All of these explorations I’m doing, in writing, are happening, I believe, because the lovelight vibrations are constantly rising.
This morning (it’s 3:35 am and perfectly still outside) I took what I learned about relaxing yesterday and began to work with it.
Almost immediately, as I breathed into the feeling of relaxing, it began to open up for me. This is entirely new to me.
Just a single breath and a process started inside of me. I know this process (breathwork) and of course it would be associated with relaxing.
In the 2015-2018 period, after my heart opened on March 13, 2015, a single breath could bring up so much love that I’d be in a deep sense of peace – and relaxed. Now that’s happening again.
My fantasy is that the 2015 heart opening gradually closed down, but the rising vibrations have overtaken that event so that I can access love at this moment as easily as I could back then. That’s progress.

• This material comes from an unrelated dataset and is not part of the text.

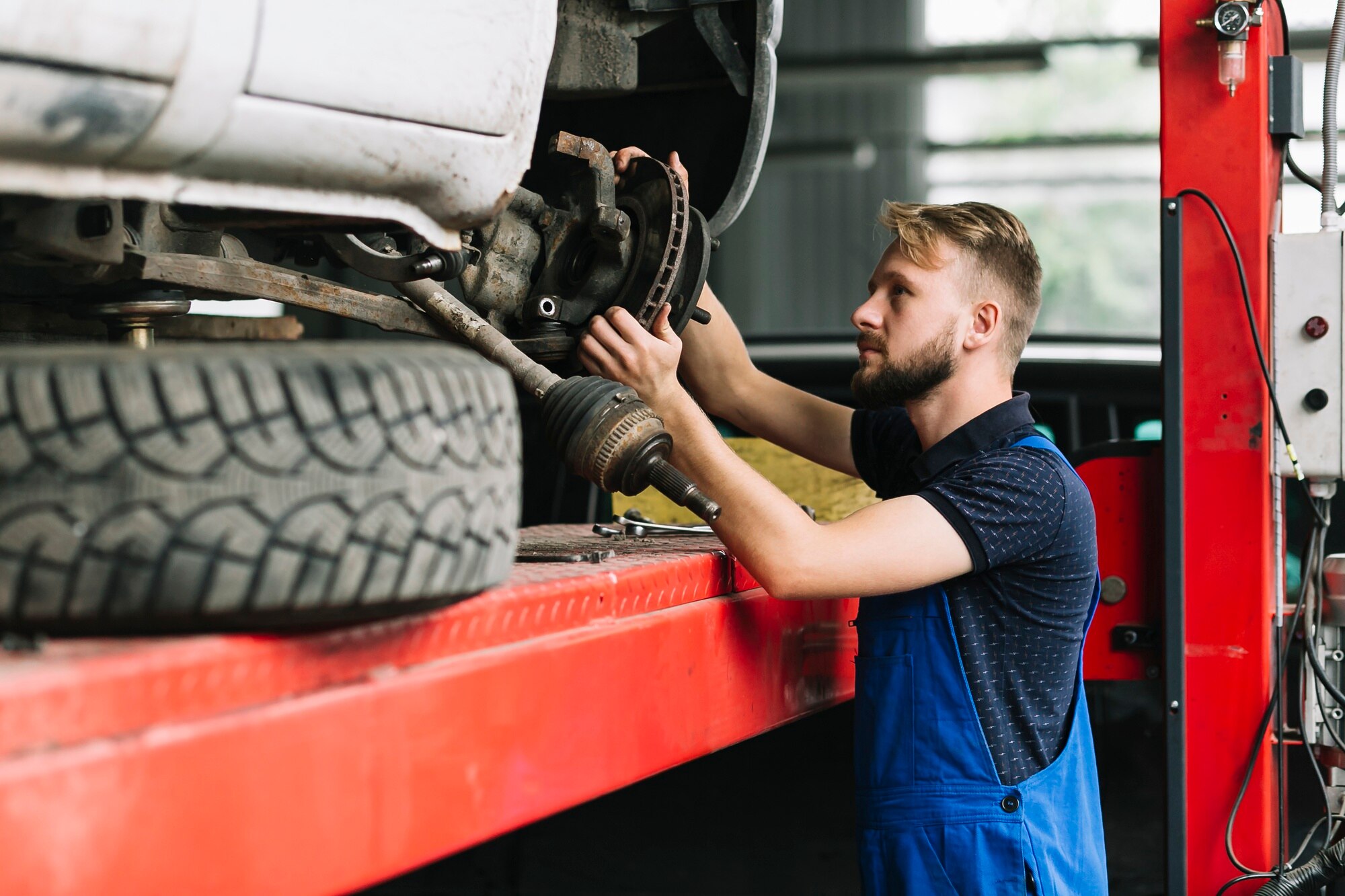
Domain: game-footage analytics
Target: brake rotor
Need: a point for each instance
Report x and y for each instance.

Just a single breath. This started out as an understanding of the sense of accomplishment. But that’s only one door in to love. It could have been compassion, or feeling a loss, or wanting to help. Any divine quality is a door in to this love, which, along with peace, are the twin objects of all our desires.
You say, no, I have a desire that’s separate. Wait till you experience this love, this peace. All your desires will vanish in it. This is what we’ve always wanted and never knew it. And it’s always been waiting for us, in the heart.